FRANKFURT, June 1 (Reuters) – German banks made only marginal gains in increasing female representation in management last year, with women making up just 34.8% of senior positions, figures show of the labor lobby AGV Banken.
The issue highlights the challenges for boardrooms in many industries across Germany. For the financial sector in particular, this is not a good idea as it seeks to win London business in the wake of Brexit, and calls to action from politicians and investors are growing.
The latest data for private sector banks compares to 34.3% in 2019, although progress was made from figures below 10% in the early 1990s.
Recognizing that more needs to be done, banks say they are taking action to promote gender balance, even as staff cuts and major overhauls complicate matters. Some, like Deutsche Bank (DBKGn.DE) and Commerzbank (CBKG.DE), have set targets for female representation of 35%, which some critics say is lacking in zeal.
“The financial sector is a male domain. It must be disrupted,” said Cansel Kitzeltepe, member of the German parliament.
A study by the Boston Consulting Group and the Technical University of Munich found that Germany lags behind large economies like Britain and France when it comes to the representation of women on boards. Britain is expected to achieve gender parity on boards in 2034 and France in 2039, but it will be until 2053 for Germany to reach that point.
Nicole Voigt, CEO of Boston Consulting and author of the report, said, “We are half the population… why not equality rather than just 35%?
Berlin is gaining new momentum. In June, parliament plans to pass a law covering 70 large listed companies, requiring boards of more than three members to include at least one woman. Read more
Critics argue the legislation does not go far enough as 10 larger boards would still be required to have only one woman.
“Reality is still behind what is desired despite the legislation of the last decades,” said Bettina Stark-Watzinger, a pro-business Free Democratic member of the German parliament.

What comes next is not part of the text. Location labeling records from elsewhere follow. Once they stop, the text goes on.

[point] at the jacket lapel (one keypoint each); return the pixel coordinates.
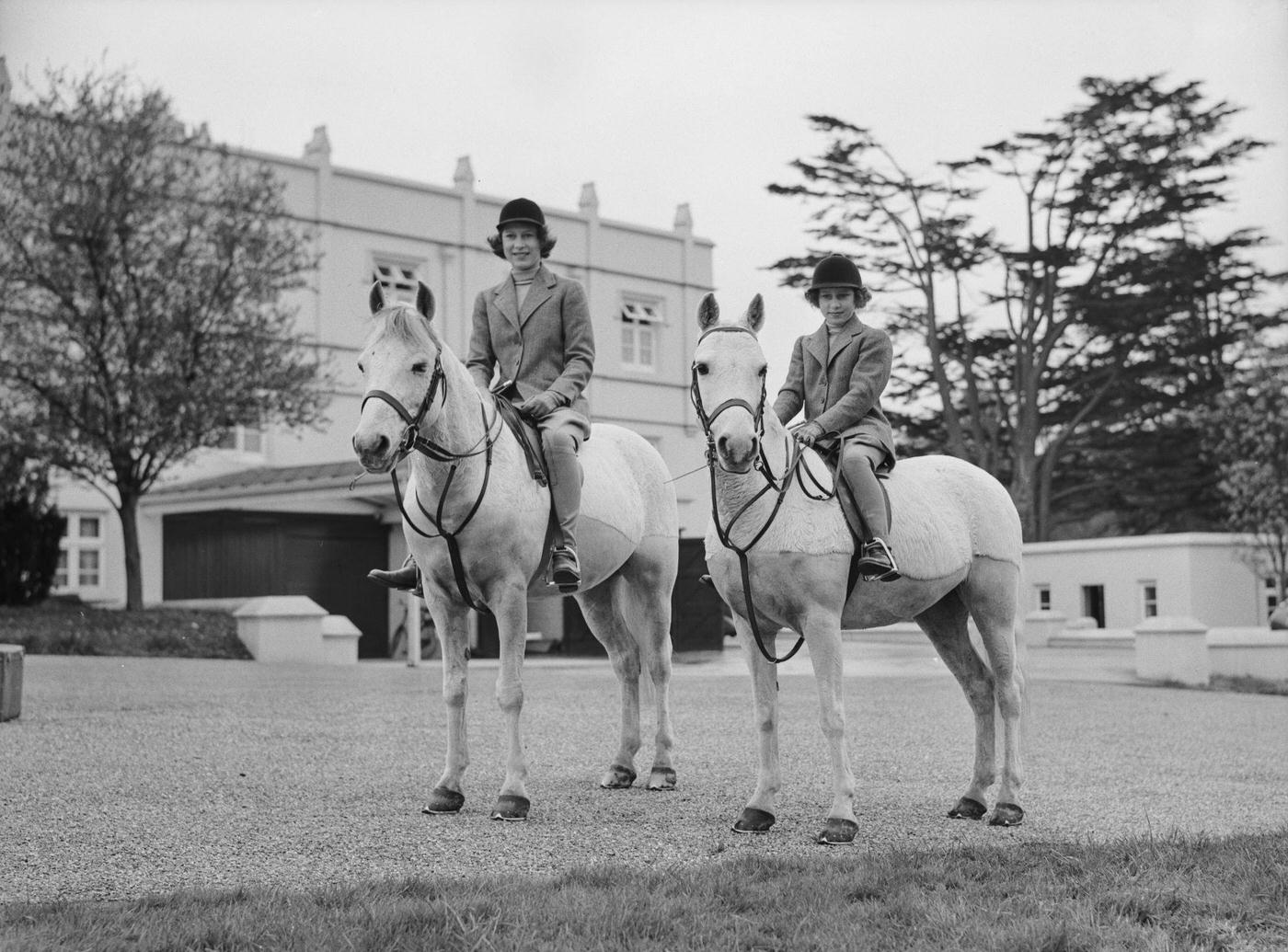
(817, 344)
(506, 302)
(538, 294)
(844, 338)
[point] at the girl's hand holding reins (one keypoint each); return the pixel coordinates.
(541, 406)
(808, 433)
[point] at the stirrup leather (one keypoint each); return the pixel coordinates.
(873, 566)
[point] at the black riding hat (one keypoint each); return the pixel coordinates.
(521, 210)
(836, 270)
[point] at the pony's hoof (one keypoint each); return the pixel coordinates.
(1006, 814)
(661, 778)
(617, 778)
(753, 820)
(837, 832)
(968, 808)
(512, 807)
(443, 800)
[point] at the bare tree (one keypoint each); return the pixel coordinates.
(142, 272)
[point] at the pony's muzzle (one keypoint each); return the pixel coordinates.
(374, 451)
(737, 453)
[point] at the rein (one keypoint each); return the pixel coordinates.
(772, 485)
(414, 441)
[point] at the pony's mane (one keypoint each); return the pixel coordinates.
(408, 324)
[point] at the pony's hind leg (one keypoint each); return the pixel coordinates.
(648, 579)
(512, 621)
(823, 636)
(944, 624)
(991, 594)
(602, 610)
(447, 795)
(759, 816)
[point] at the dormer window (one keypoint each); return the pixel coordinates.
(399, 279)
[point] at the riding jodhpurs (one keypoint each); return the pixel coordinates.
(858, 473)
(564, 472)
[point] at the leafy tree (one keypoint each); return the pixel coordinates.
(1247, 433)
(142, 270)
(1064, 333)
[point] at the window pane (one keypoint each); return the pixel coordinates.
(87, 565)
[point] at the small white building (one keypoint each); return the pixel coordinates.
(1213, 578)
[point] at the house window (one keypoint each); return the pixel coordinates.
(1042, 597)
(1149, 599)
(399, 279)
(640, 322)
(247, 440)
(80, 554)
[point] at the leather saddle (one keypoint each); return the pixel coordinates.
(523, 430)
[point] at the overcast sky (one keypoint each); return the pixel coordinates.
(661, 103)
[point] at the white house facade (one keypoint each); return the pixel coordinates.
(274, 511)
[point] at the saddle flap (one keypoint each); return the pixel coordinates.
(524, 431)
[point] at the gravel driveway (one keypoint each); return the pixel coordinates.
(135, 775)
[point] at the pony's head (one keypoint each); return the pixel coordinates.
(730, 383)
(402, 369)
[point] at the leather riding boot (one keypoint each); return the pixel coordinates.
(406, 579)
(876, 560)
(566, 500)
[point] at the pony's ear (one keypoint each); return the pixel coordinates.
(708, 312)
(756, 314)
(424, 301)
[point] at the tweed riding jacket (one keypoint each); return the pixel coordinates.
(547, 344)
(841, 391)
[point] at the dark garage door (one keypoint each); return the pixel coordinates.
(244, 554)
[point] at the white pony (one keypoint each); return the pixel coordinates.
(956, 536)
(477, 522)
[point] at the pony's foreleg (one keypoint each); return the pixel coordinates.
(823, 637)
(757, 816)
(447, 795)
(512, 621)
(603, 612)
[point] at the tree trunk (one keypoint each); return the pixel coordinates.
(129, 513)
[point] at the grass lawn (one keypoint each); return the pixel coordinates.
(1171, 893)
(58, 626)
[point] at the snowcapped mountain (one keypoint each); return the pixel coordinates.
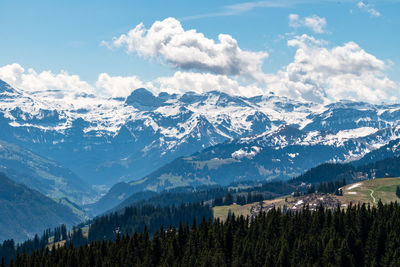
(106, 141)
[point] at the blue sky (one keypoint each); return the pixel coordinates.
(76, 38)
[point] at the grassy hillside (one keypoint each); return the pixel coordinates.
(368, 191)
(371, 191)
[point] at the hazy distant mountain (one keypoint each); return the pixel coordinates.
(43, 175)
(25, 212)
(106, 141)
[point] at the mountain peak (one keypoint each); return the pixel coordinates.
(5, 87)
(143, 99)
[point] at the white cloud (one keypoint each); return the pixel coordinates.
(30, 80)
(315, 23)
(324, 74)
(191, 50)
(368, 7)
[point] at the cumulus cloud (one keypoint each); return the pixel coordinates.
(315, 23)
(323, 74)
(191, 50)
(368, 8)
(30, 80)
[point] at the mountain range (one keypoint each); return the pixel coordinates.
(157, 142)
(25, 212)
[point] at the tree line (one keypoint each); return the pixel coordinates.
(358, 236)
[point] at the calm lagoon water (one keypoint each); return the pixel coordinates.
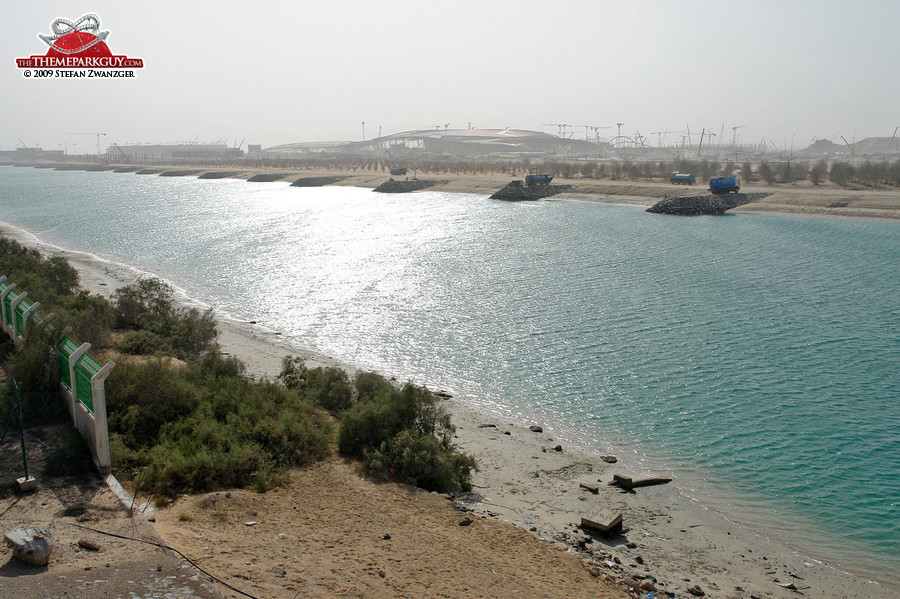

Christine Novakovic, head of European operations for Frankfurt-based UBS, said that if a woman wants to be at the top, her family has to play along.
“Unfortunately, it still happens very often that women cannot combine career and family,” she said.
Germany also has one of the largest gender pay gaps in Europe, according to the German Institute for Economic Research, or DIW.
Female executives in Germany with Unicredit (CRDI.MI) earned 76% of what men earned in 2020, smaller shares than any other country where the bank publishes numbers.
HVB, the German unit of Unicredit, said it had partially closed the pay gap over the past year.
Deutsche Bank announced new gender diversity targets in May after missing some at the end of 2020. The bank now aims to have women make up 35% of CEOs, directors and vice-presidents by 2025, up from 29% currently. Read more
Deutsche said it would monitor “real time” progress to stay on track.
In April, one of Germany’s most prominent female bankers, Carola von Schmettow, retired from managing HSBC in Germany and was replaced by a man. HSBC said it was fully committed to increasing the number of women in senior management, but the episode further highlighted the gender divide.
Lisa Paus, member of the German parliament, calls for strict quotas for women on boards of directors.
“The German banking sector is facing major upheavals and could benefit from a breath of fresh air and more women in leadership positions,” Paus said.